"Lord, this is exactly what I was afraid of! I knew You were too merciful and loving to do what needed to be done! You drug me through storms and whale-vomit all the way out here for no good reason! Wrath of God my ass! I don't want to live in a world where people like them are allowed to exist unpunished; kill me right now!"
God asked me: "Is it right that you are so irrationally mad at me?"
That just pissed me off even more - They were totally ignoring my righteous anger! So I went off in a huff. I put up a blanket for some shade, and sat there in the desert watching Sin City; waiting for God to come to Their senses and do the right thing - for I still had faith, even in my despair at Their softness!
The blanket was not big enough, and the damn sun kept moving; heat-stroke was setting in. God "appointed" a bush, and tasked it to give my hot head more shade. Obviously, God was on my side after all, why else would They care for my comfort? I was very happy knowing that God was going to strike the heathens down soon, and slept well that night.
In the morning, God "appointed" a caterpillar (a hungry, HUNGRY caterpillar) to devour MY bush - its branches were soon bare. WTF, God?! The unrelenting sun beat mercilessly down upon my head, and I became faint and distressed. "Please Lord, this migraine is killing me; let me die already!"

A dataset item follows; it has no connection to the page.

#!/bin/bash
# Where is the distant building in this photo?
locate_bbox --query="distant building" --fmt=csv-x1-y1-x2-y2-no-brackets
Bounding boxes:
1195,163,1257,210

But instead, They asked me: "Is it right that you are so irrationally mad at the bush?" Tired of God ignoring my pleas I answered: "It sure the hell is! I have EVERY right to feel the way I feel! I'm mad enough I could die!" (OY! Do I always sound so whiny? And what's with all that "I wish I were dead" crap? I didn't realize I was such a drama Queen.)
Then the Lord my God said: "You are so worried about the death of a bush, of my Creation; aren't the people in the City also my Creation?" I said nothing more.